What are your top songs that you use to evaluate a new high end purchase ?

When I bring home a piece to evaluate ( I only evaluate at home, or another household ), I have a handful of  recordings ( songs actually ) I specifically listen to ( keeping in mind warm up time / break in time ) for the new piece, as I know, and enjoy, these selections ( on CD ). Rolling Stones : Under My Thumb > Sway > Wild Horses > Can't You Hear Me Knock'in ( Maybe another or 2 ). SRV : Tin Pan Alley. Led Zep : When the Levee Breaks > Stairway To Heaven. Sarah Vaughnn : All of Me. Sheffield Drum Record > The solos. Allman Brothers ( at the Fillmore East ) One Way Out. Blind Faith : Do what you like. I estimate this about 1 1/2 hour.  At this point, I usually know if I like it. If I do not like it, I would know much sooner. Enjoy ! MrD.
Here are a few well recorded performances that have to sing in captivating fashion, or I wouldn't want the system!  Each has its "tells" for revealing the sonic influence of a system change.

Shelly Manne & His Men - at the Blackhawk, Vol. 1 "Summertime"
Charles Mingus - Mingus Ah Um "Goodbye Porkpie Hat"
Grant Green - Idle Moments "Idle Moments"

Bach, Passacaglia and Fugue in C minor, BWV 582, Peter Hurford on organ
Bruckner Symph 7, Gunter Wand & NDR - "1st Movement" is telling
Debussy, Zoltan Kocsis on piano - "Images, Livre 1:  Reflets dans l'eau" 
Enrique Coria - Latin Touch "Verano Porteno"

Beck - Odelay "Where It's At"
Neil Young - Live at Massey Hall "Old Man"
Low Reed - Magic & Loss "Power and Glory"
Pink Floyd - The Wall "Hey You"

Interesting choices listed above.  Love the music selection but not many I would use for evaluating audio equipment.  I generally look for live recordings, and trio jazz music or music with sax, piano and stand up bass.  No electronic music or rock & roll as the recordings are usually compressed.  I use piano recordings so that I can evaluate the weight of the notes, the decay, and how much wood on the piano I can hear.  Sax I want to hear if I can hear the reed vibrating, and the tone, vocals hear the air coming out of the mouth and stand up bass the wood and definition.  Once I hear all that, then I cam confident that Stevie Ray and Duane and Dickey will also sound good.

Happy Listening. 
I agree with BigKidz that a variety of "live recordings (acoustic & electric) is essential, as is songs where the notes have a lot of decay (particularly acoustic piano). Big picture wise, have some male and female vocals, while also focusing on guitar, bass, drums and keyboards. Finding something with a string quartet or a full orchestra is also a good idea. Little picture wise, any song that gives you "goosebumps" is an automatic candidate; or, any song that you pick up subtle details on headphones but not your current speakers would also be good.

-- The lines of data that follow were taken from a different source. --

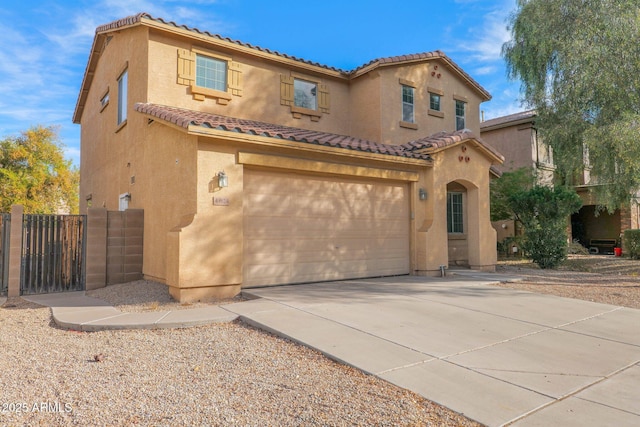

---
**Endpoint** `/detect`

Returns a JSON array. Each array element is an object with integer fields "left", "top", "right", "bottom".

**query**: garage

[{"left": 243, "top": 168, "right": 411, "bottom": 287}]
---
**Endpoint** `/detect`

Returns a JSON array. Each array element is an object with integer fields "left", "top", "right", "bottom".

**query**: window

[
  {"left": 402, "top": 85, "right": 415, "bottom": 123},
  {"left": 455, "top": 100, "right": 466, "bottom": 130},
  {"left": 117, "top": 69, "right": 128, "bottom": 125},
  {"left": 177, "top": 49, "right": 242, "bottom": 102},
  {"left": 100, "top": 91, "right": 109, "bottom": 111},
  {"left": 430, "top": 93, "right": 441, "bottom": 111},
  {"left": 294, "top": 79, "right": 317, "bottom": 110},
  {"left": 447, "top": 192, "right": 464, "bottom": 233},
  {"left": 196, "top": 54, "right": 227, "bottom": 92}
]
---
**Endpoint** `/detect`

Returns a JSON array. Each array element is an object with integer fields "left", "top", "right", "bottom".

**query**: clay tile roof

[
  {"left": 135, "top": 103, "right": 433, "bottom": 161},
  {"left": 480, "top": 110, "right": 536, "bottom": 130},
  {"left": 93, "top": 14, "right": 490, "bottom": 99},
  {"left": 97, "top": 13, "right": 348, "bottom": 74},
  {"left": 402, "top": 129, "right": 504, "bottom": 162}
]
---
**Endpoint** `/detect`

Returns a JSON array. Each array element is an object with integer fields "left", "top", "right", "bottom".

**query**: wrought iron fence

[{"left": 20, "top": 214, "right": 86, "bottom": 295}]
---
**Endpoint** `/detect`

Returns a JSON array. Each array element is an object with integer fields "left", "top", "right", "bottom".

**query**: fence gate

[
  {"left": 0, "top": 213, "right": 10, "bottom": 296},
  {"left": 20, "top": 214, "right": 86, "bottom": 295}
]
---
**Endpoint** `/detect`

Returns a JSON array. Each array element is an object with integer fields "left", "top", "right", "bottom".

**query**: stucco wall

[{"left": 147, "top": 30, "right": 352, "bottom": 135}]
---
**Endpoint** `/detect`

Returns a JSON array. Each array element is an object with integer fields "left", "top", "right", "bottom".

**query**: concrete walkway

[
  {"left": 11, "top": 273, "right": 640, "bottom": 426},
  {"left": 22, "top": 292, "right": 237, "bottom": 331}
]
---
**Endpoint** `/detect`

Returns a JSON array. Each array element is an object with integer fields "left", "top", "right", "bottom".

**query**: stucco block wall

[{"left": 106, "top": 209, "right": 144, "bottom": 285}]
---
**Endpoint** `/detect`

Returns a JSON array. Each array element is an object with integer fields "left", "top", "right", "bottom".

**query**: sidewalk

[{"left": 22, "top": 291, "right": 238, "bottom": 331}]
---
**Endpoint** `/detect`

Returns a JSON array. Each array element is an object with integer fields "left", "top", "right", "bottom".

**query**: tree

[
  {"left": 0, "top": 126, "right": 79, "bottom": 214},
  {"left": 502, "top": 0, "right": 640, "bottom": 209},
  {"left": 490, "top": 167, "right": 536, "bottom": 222},
  {"left": 508, "top": 185, "right": 582, "bottom": 268}
]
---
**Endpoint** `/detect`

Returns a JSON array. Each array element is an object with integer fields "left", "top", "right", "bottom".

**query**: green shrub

[
  {"left": 508, "top": 186, "right": 582, "bottom": 269},
  {"left": 623, "top": 229, "right": 640, "bottom": 259}
]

Some of my recent "live" favorites are: "Fools in Love/For Your Love" - JOE JACKSON; "No More Buffalo" - JAMES MCMURTRY & "First and Repair" - MONTE MONTGOMERY.

Some of my recent "studio" favorites are: "Get Inside" - JOHNNY A; "Try, Try, Try" - ALEJANDRO ESCOVEDO; "That is Why" - JELLYFISH or anything from "Turn Of The Cards" by RENAISSANCE. I also agree with Irish_Tim that "Babylon Sisters" by STEELY DAN is an excellent choice.

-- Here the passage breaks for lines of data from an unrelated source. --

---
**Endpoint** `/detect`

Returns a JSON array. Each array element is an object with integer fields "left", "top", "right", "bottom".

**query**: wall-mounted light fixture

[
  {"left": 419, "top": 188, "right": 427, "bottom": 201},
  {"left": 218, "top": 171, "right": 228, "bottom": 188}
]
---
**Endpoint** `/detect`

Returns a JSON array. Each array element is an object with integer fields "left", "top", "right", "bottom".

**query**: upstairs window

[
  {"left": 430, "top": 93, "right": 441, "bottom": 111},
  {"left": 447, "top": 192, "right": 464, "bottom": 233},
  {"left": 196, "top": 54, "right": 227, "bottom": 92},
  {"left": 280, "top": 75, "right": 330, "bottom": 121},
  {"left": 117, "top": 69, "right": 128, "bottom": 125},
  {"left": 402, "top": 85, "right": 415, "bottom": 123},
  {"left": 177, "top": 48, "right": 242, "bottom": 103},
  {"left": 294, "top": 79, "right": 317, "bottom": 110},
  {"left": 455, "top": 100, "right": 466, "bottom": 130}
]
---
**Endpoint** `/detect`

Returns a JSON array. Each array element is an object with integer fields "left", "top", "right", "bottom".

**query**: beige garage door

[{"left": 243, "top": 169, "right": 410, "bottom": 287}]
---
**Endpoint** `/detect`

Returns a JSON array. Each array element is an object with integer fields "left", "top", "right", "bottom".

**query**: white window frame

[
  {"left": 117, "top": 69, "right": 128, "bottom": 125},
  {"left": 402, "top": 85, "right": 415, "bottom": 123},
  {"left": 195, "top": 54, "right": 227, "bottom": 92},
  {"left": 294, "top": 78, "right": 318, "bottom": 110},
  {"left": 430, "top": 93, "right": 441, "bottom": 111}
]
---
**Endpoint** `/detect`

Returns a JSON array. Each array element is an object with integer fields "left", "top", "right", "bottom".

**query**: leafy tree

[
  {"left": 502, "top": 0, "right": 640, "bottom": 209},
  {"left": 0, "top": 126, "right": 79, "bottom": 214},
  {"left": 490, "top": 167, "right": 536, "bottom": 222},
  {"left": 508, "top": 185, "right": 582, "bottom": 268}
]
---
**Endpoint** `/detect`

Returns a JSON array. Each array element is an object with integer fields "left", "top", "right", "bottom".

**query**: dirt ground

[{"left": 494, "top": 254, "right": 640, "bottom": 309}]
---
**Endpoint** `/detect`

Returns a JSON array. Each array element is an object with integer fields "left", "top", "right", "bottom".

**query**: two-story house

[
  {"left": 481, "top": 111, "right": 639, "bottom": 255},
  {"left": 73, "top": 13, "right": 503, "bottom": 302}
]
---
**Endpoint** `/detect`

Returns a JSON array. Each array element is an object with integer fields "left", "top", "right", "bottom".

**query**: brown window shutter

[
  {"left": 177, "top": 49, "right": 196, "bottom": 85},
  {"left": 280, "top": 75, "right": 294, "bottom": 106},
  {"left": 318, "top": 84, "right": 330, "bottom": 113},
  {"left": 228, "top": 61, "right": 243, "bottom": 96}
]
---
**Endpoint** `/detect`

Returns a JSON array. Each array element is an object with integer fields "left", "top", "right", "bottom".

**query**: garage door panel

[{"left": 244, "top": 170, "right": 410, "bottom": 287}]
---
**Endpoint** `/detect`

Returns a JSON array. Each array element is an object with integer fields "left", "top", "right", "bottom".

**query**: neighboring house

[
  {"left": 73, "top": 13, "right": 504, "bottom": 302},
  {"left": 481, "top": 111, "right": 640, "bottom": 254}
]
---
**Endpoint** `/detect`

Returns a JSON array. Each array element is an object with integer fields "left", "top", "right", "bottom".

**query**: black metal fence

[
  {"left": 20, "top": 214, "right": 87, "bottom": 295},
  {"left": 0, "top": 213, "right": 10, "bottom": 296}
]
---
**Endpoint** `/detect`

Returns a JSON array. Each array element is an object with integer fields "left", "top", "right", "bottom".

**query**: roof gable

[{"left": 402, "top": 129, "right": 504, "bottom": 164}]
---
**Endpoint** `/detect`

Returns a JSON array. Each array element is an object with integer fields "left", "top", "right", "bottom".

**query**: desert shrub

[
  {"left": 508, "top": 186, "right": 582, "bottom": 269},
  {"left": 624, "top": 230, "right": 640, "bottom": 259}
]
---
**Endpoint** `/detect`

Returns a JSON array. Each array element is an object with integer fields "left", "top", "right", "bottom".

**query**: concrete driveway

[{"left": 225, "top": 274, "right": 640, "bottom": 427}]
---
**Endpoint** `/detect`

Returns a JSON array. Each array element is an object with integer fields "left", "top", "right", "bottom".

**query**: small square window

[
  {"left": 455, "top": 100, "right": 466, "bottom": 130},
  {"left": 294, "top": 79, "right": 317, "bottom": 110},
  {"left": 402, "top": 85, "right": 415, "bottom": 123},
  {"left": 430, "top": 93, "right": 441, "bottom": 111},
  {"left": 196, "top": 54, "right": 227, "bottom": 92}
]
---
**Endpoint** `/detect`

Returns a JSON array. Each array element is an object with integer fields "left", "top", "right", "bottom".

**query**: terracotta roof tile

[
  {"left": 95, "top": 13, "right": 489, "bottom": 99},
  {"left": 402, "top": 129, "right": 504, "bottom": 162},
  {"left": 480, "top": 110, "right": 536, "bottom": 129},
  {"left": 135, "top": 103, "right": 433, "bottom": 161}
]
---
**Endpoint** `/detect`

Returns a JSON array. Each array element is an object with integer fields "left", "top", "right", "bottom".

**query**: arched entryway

Good luck and happy speaker hunting!

I listen to alot of compressed studio recordings because of my musical tastes. Most all live recordings and higher quality audiophile recordings sound great. I need my system to sound good on everything. I know many people who only play audiophile recordings, and although I have many, I listen to it all. What I have realized, in every case, is that I am listening to recordings, and I am fine with that. As long as I am able to " get into the music ". Enjoy ! MrD.